Information asymmetry 

  • There is no publicly available data regarding the cost-effectiveness of various technologies, and no guidance on what technologies may benefit health outcomes.
  • A key problem underlying the high and continuously rising costs of care and medical scheme contributions is overcapacity and over-investment in technology, higher treatment volumes and complex, intensive and more expensive treatment methods than evidence may suggest is necessary in order to benefit patients.
  • The absence of any health outcomes data makes any claims about the benefit of the level of intervention provided in the private market hollow. 

The Commission's key recommendations include the following:


  • The implementation of a standardised coding system, to be utilised across the health care sector, and to facilitate meaningful sharing of information.
  • Greater transparency in the selection of designated service providers (DSP) to be on medical scheme networks. In particular, the HMI recommends that DSP partners should be appointed, for a period not exceeding two years, and once an open tender process has been undertaken.
  • A review of the Ethical Rules, and to the extent that the rules have an adverse effect on competition.


  • Medical scheme options must be simplified by introducing a standardised base benefit option that covers catastrophic expenditure as well as out-of-hospital preventative and primary care. 
  • Various recommendations have been made to improve the governance of medical schemes and to ensure that schemes act in the interest of members by holding administrators to account.

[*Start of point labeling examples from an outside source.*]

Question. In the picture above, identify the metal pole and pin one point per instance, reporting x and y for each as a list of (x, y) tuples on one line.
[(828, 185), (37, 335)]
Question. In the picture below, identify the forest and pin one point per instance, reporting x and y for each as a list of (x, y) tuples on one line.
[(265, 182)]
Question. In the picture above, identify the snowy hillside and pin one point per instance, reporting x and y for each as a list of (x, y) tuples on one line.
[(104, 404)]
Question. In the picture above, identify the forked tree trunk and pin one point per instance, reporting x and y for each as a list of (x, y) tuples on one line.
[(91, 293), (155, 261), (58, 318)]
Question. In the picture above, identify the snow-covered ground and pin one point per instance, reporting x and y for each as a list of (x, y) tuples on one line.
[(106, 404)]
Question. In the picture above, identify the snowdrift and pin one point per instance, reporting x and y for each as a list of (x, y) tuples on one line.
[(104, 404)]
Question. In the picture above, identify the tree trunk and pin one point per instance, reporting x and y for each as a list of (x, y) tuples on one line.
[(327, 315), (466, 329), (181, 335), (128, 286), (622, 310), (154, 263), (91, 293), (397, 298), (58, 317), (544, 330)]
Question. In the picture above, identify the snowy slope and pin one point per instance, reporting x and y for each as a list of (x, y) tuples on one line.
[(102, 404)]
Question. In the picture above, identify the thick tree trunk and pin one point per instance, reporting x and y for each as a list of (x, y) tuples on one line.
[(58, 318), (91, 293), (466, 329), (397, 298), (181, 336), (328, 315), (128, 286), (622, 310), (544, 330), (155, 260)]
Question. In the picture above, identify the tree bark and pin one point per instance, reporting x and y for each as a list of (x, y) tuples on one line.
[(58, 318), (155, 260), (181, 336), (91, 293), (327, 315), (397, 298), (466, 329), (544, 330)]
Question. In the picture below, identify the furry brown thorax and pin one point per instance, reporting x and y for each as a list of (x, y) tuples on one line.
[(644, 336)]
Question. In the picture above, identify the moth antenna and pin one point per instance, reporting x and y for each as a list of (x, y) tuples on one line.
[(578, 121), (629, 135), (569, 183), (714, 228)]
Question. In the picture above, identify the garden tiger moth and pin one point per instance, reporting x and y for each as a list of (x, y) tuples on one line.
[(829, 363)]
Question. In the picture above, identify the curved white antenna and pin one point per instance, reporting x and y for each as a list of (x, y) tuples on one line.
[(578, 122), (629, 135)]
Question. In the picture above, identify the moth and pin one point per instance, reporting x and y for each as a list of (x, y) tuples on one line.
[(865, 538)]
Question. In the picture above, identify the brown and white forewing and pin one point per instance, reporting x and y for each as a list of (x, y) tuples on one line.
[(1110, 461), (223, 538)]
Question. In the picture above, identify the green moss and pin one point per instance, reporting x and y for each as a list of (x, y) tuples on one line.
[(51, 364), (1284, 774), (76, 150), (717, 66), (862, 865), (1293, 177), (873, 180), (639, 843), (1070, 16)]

  • Having to obtain a Certificate of Need prior to establishing, constructing, modifying or acquiring a health care facility, and as provided for in the National Health Act.
  • The adoption of a new national licensing framework in respect of health care facilities, and to replace the current fragmented provincial licensing framework.


  • The formulation of comprehensive regulations in respect of health care capacity planning, economic value assessments, payment mechanisms and various assessments (outcome measurement, registration, and reporting).
  • The establishment of a dedicated health care regulatory authority, styled as the "Supply Side Regulator of Health care" (New Regulator), which will:
    • Manage practice code numbering, which is currently managed by the Board of Health care Funders of Southern Africa.
    • The adoption of set tariffs, which may be determined by the New Regulator, and after extensive consultation with stakeholders, alternatively, such tariffs may be adopted as a result of a multilateral price-setting mechanism, whereby stakeholders conduct tariff negotiations between themselves and within the framework determined by the New Regulator.


  • Tariffs for Prescribed Minimum Benefits (PMB) to be binding, and that tariffs for non-PMB conditions have the status of reference tariffs.

The Commission has indicated that many of its recommendations are already provided for in current legislation, but have not been implemented and/or enforced. Furthermore, the Commission has criticised the National Department of Health for its inadequate stewardship of the private health care sector.

It is uncertain what the National Ministry of Health's position is in respect of the Provisional Report and particularly in light of the recently published draft National Health Insurance Bill and the draft Medical Schemes Amendment Bill.

Going forward, we expect that the Commission's recommendations will materially influence the continued debate regarding the future regulatory structure of both the private and public health care sectors in South Africa.

It is therefore important that all stakeholders consider the potential impact that the draft National Health Insurance Bill, the draft Medical Schemes Amendment Bill and the Provisional Report may have on their interests and/or businesses, and with the view of ensuring that positive steps are taken to contribute to the changing private (and public) health care landscape.